Hi Hazel, and welcome to the site
Some of those questions are tricky to answer without writing an essay, but I’ll do what I can.
1: DMDs (disease modifying drugs) come in pills, injections and infusions. If you have a look on the msdecisions website, you can read all about them. The DMDs that are normally prescribed for new people are injections. If these don’t work, then people are switched to the pills or infusions which are stronger drugs (and therefore have stronger potential side effects). Please don’t worry about injecting - easy to say of course, and I can’t imagine that there are many people who don’t freak out at least a bit before they do it - it is honestly MUCH easier than you could ever imagine and there are some excellent autoinjector gadgets these days that can mean that you don’t even see the needle.
2: MS doesn’t really have levels. There are different types, but all of these can vary from very mild to very severe. Given that your neuro is putting you onto a DMD, it is almost certain that you have RRMS (relapsing remitting MS). This is the type of MS that can respond to DMDs. The injectable DMDs don’t help the progressive type of MS.
3: Are you asking about nerve conduction tests? If yes, then different conditions give different results. In MS, nerves can be slower to respond because their myelin coating has been damaged by the immune system. (Myelin helps nerve signals to travel fast. “Demyelination”, damaging / removing myelin, is a key process in MS.) This sometimes shows up in nerve conduction tests.
4: There are no dos and don’ts with MS. There are things that are recommended though: taking a hefty vitamin D3 supplement (a lot of us take 5,000iu a day - Healthy Origins are cheap on amazon if you want to get some), keeping fit, stretching, eating a healthy diet, not smoking (smoking is known to be bad for MS), avoid overheating (makes symptoms worse temporarily) and, if you suffer from fatigue, resting before you get tired and pacing yourself.

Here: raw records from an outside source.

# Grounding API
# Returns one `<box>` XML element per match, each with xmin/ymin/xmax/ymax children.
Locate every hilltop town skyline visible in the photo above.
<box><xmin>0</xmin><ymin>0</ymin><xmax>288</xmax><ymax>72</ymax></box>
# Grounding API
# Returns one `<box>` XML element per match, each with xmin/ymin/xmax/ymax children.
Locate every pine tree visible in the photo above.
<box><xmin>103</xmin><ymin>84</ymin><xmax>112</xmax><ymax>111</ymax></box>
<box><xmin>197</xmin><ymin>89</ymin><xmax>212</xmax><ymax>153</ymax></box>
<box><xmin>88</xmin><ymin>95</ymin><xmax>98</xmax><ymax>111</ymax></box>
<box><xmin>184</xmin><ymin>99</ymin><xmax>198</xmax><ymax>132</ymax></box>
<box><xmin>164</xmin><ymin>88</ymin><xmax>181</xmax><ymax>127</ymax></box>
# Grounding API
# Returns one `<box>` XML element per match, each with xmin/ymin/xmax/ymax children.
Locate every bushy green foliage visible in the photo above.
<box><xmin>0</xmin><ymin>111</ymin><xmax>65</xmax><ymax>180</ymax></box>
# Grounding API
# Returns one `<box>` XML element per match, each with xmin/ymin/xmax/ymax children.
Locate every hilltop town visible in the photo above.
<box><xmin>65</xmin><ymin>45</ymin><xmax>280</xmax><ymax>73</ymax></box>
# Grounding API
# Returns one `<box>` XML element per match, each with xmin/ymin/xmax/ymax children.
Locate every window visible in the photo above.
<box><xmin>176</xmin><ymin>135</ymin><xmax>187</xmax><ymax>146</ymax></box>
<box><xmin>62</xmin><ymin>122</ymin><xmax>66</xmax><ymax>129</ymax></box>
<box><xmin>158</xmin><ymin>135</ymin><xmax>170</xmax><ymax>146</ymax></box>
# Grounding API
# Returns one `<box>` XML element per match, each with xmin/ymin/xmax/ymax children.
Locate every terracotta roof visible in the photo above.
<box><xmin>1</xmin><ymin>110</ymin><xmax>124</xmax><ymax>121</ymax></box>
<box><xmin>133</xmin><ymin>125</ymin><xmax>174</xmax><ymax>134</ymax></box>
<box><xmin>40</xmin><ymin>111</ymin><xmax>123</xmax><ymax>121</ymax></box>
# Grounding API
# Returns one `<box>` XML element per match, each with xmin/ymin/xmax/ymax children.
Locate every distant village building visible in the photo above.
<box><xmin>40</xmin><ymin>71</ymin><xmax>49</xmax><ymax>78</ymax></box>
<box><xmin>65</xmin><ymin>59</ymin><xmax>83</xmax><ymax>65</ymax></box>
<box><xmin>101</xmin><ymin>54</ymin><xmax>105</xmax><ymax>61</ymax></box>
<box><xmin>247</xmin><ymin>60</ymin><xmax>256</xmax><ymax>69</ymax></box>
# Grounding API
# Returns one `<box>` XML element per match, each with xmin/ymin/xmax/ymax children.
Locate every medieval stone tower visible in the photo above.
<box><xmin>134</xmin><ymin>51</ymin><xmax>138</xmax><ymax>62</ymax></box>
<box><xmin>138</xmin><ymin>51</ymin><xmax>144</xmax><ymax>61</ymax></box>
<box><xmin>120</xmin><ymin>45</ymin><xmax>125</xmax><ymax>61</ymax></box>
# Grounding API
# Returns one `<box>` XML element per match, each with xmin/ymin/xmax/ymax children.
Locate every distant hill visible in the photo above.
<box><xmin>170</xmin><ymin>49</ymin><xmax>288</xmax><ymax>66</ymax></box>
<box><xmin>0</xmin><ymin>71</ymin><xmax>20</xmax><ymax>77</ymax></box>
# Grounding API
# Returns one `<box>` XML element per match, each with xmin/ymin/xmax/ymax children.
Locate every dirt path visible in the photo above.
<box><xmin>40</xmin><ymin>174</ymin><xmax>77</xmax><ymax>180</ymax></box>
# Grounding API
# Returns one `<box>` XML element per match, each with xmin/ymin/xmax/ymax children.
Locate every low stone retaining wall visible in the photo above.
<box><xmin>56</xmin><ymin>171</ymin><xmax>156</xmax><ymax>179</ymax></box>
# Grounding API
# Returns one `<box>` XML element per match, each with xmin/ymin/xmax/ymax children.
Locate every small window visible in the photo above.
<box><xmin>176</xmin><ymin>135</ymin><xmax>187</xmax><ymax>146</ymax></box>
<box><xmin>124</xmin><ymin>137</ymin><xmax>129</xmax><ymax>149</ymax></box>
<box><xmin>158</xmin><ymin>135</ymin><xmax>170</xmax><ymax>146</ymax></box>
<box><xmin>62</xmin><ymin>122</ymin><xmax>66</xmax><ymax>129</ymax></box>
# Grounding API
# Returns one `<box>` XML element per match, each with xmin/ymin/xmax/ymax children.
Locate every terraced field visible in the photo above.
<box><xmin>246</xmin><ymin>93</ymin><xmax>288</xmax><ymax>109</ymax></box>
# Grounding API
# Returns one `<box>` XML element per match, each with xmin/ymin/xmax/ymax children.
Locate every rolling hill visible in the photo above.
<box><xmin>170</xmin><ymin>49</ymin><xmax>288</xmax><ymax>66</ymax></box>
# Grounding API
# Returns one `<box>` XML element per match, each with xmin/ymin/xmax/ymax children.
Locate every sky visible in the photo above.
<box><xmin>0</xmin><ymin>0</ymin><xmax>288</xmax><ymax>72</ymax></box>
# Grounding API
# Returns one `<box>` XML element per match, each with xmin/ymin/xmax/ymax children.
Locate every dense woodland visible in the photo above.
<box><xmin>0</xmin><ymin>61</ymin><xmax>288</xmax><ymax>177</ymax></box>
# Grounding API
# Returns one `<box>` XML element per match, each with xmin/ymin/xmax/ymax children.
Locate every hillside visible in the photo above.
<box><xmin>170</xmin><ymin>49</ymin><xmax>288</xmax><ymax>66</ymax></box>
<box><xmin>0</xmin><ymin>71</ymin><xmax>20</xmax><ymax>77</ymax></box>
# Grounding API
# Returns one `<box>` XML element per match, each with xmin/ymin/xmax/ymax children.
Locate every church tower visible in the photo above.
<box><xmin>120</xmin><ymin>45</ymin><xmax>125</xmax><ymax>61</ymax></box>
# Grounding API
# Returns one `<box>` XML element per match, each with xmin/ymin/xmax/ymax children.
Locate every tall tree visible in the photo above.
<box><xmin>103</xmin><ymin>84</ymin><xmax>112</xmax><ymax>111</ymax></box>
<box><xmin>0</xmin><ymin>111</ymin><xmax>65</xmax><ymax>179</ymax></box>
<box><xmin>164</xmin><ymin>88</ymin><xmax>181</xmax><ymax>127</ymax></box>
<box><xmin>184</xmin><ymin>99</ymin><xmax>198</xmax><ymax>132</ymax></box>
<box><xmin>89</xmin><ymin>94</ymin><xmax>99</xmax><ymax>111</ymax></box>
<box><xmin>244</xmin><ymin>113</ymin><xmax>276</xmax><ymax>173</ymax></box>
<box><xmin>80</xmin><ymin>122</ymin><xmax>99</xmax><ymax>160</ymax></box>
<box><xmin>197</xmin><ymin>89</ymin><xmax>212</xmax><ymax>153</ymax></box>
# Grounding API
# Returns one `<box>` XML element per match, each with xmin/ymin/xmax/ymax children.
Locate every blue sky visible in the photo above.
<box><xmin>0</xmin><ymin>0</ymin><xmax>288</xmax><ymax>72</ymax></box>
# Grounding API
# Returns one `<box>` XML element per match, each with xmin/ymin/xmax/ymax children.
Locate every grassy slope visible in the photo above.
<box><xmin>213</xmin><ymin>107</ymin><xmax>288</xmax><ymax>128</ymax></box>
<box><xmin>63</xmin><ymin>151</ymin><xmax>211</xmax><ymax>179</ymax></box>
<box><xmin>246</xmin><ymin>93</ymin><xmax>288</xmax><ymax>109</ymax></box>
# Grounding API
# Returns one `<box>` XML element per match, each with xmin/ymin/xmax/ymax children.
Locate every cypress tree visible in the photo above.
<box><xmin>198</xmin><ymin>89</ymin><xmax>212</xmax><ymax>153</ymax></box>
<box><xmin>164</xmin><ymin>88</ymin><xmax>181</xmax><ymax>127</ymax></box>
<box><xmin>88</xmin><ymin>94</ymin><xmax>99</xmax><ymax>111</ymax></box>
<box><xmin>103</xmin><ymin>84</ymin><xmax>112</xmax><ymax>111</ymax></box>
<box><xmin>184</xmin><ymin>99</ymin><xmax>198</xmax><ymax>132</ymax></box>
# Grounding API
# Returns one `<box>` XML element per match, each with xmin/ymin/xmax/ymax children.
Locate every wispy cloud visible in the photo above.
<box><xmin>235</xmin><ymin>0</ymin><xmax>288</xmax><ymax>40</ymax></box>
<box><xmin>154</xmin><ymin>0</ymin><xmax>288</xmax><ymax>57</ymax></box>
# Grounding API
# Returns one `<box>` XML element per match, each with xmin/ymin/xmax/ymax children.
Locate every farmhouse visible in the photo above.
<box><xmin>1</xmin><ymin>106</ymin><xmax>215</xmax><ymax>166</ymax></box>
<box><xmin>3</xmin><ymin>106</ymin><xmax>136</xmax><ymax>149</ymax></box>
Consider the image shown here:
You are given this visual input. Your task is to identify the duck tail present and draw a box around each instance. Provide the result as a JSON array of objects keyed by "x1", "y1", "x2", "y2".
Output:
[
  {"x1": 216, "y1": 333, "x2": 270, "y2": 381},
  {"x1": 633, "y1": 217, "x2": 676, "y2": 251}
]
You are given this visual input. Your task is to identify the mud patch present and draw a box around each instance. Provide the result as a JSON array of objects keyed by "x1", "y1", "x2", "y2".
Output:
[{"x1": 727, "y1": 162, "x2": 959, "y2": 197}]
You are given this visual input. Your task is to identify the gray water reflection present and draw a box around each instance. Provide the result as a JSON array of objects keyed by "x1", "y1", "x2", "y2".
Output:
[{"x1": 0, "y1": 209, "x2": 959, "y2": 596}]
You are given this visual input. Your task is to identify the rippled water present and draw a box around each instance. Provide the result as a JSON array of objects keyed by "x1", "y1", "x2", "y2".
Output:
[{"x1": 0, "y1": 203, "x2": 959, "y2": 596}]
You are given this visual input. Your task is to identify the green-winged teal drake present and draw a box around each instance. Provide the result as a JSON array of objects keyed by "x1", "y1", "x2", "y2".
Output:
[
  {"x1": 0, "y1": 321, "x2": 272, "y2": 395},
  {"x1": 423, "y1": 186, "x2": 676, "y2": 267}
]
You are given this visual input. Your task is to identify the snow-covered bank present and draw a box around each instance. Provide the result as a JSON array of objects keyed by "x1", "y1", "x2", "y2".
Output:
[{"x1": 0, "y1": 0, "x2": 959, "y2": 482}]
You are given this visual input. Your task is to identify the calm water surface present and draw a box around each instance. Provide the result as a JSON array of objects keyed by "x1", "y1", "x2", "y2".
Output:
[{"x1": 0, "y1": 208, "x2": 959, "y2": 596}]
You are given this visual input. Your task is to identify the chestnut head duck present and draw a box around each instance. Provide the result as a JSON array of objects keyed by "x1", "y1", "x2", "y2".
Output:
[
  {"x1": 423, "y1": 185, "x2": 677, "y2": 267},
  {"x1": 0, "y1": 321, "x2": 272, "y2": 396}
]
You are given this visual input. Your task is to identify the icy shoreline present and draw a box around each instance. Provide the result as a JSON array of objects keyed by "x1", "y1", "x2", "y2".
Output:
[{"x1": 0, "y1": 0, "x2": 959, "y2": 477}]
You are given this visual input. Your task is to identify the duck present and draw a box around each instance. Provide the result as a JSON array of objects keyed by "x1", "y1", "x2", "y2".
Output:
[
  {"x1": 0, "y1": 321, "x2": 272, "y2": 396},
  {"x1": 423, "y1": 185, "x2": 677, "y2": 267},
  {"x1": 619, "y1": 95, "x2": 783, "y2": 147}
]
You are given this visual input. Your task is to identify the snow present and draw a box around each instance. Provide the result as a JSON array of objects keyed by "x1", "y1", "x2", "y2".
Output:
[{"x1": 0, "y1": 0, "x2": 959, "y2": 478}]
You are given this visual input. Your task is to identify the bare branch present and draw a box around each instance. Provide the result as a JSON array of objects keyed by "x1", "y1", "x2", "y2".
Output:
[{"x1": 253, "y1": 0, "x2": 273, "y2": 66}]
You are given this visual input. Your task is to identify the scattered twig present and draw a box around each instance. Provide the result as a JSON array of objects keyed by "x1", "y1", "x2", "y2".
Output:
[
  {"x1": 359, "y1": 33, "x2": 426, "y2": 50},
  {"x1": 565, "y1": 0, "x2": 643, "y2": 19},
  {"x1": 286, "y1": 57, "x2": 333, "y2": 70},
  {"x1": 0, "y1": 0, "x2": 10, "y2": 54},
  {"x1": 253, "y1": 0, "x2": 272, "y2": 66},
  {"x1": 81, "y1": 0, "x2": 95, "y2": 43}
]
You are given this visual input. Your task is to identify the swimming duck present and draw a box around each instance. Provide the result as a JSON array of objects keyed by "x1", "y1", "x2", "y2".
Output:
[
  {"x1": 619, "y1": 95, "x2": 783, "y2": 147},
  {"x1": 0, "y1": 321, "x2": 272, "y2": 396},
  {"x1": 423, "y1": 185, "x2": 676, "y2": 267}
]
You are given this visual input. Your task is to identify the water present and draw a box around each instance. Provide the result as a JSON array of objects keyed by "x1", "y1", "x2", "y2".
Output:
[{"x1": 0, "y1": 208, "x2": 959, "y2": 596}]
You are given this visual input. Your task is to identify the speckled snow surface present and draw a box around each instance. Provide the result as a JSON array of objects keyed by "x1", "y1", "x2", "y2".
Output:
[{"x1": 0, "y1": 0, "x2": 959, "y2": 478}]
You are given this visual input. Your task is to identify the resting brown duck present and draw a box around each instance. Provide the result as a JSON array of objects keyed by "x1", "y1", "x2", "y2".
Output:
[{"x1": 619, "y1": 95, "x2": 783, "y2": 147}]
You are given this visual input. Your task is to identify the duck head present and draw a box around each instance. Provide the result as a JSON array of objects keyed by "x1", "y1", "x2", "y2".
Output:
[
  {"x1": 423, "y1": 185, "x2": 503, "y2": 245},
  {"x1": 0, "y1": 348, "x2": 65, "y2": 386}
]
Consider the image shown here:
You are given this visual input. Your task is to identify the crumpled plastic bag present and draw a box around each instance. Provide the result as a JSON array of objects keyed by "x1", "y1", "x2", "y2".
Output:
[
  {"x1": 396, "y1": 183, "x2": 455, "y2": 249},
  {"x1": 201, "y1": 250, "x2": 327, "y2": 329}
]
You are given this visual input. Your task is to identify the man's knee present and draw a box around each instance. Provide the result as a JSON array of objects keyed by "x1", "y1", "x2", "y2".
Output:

I’ve probably forgotten something(s), but it’s all common sense really: keep as healthy as you can and don’t overdo it + take vit D3.
If you want to learn more about MS, I recommend sticking to the publications that you can download from this website and the MS Trust website: there are a lot of crackpots out there and it’s easy to get taken in if you are still learning! There are no miracle cures for MS and anyone asking for money for something that will help MS is probably scamming When you’re reading, please remember that MS is massively variable, but that these booklets have to cover every possibility. That means that no one gets everything that’s mentioned in the booklets!
Everything is quite overwhelming in the beginning, but I promise that it does get easier. Getting the diagnosis is a horrible scare and a complete shock, but MS really isn’t the end of the world. People with MS can still live long, happy and fulfilled lives. And life really can still be good.